出版社、取次、書店による書籍の流通が再販・委託といった古い制度のために硬直化し本来の機能を果たすことができなくなっている。特にインターネットなどの新しい技術によって定義されつつある新しい流通を自らのものにできずにいる。これまでの出版流通は取次を通した書店での販売に依存しており、書店での陳列が基本的にマーケティングのすべてである。これではTAM(Total Available Market)総可能市場の多くの部分にリーチすることができていない。結果として販売の最大化はされていない。Amazonなどのネット書店がそれを補完しているが限界がある。
マーケティングの基本は 1) Product商品 2) Pricing価格 3) Availability有用性である。今回問題となるのは得に有用性である。商品がいかに優れていて価格が安くてもユーザーの意識に届かなかったり、届いても商品が手元になければユーザーは他のものを選んでしまう。日用品の世界ではこれはより顕著だ。例えば喉が乾いた時にユーザーは近くの自販機でそこにあるものの中から自分の好みで選ぶ。類似品が複数ある場合は自分の知っているもの(有名なもの)を選ぶ。仮に自分がいつも飲んでいる好みの商品がない場合でも、それに一番近いものを買う。つまりこの場合は商品や価格よりも有用性(その場で利用可能であること)が最大の購買決定要因となる。ということで日用品の場合、ビールや石鹸やお菓子などは高い費用を払ってテレビコマーシャルを流すと同時に流通の隅々まで商品が行き届くように努力する。

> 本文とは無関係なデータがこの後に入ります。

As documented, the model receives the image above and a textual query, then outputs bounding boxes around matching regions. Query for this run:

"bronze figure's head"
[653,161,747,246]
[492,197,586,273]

書籍の場合、商品には著者、タイトル、ブックデザイン、本の内容などが含まれる。本来書籍はその内容で売れることが理想だろうが、残念ながら内容よりもまずそれ以外の要素が売れる本の要素になる場合の方が多い。次は価格政策である。再販制度のため日本では出版社が一度価格を決めるとそれ以降の流通段階で価格を変えることができない。基本的に流通における価格政策が存在していない。売れない本はいつまでも売れない。変則的な形でブックオフが流通の欠陥を補完している。有用性とはその書籍を顕在的または潜在的に買う可能性のあるユーザー(TAM)に対して対象となる書籍の存在が認知されているか、そしてユーザーが興味を持った時に手にとって見ることができるかまたはその場で買うことができるかということだ。どんなに良い書籍が出版されてもユーザーに認知されなければ存在しないと同じであり、認知されても容易に手に取ることができなければユーザーは購入しない。認知と手にとるという行為は逆の場合も多い、手にとることができるものをユーザーは認知すると言った方が適切かも知れない。書店での書籍の購入行動として一番多いのは、書店にその本があることで認知し、興味を持ち、購入するといったものだ。